Chris Chambless is the supervisor of elections in Clay County, but he’s also part of the Government Coordinating Council for the Election Infrastructure Subsector. He says that was created to set up policy in case there’s a cyber security issue in regards to elections.
“Really it’s about notification and how to recover from an incident,” Chambless says.
He says looking back at the 2016 election and how certain government entities were kept in the dark about certain threats, it’s a good thing that the federal government is taking steps in the right direction.
“All of the sate, local, tribal territory entities will be able to, hopefully, make use of that information sooner rather than later,” Chambless says.
He says election officials across the state have been in touch with various agencies and departments to come up with a solution for keeping information private as electronic hacking has become more prevalent. All those government entities are well aware of the threat right now, Chambless says.

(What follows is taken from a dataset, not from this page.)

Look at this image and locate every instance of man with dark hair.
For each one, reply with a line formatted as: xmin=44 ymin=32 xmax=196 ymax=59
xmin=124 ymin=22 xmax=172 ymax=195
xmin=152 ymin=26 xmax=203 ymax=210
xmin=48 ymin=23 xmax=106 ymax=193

“We are focused on coming together as a community to strengthen and to make our systems more resilient to this type of attack,” he says.
The threat is out there, but Chambless says the new policy changes at the federal level aren’t related to any specific threat. He says it’s a good thing that the government is being proactive before another situation comes up.
“I think it’s important for everyone to realize tabulation systems are never connected to the internet,” Chambless says.
He says Florida is a paper-based state, and that protects a lot of information from cyber activity.
The federal policy change simply means more people will be aware when something happens, and the systems are in place to address a problem if needed.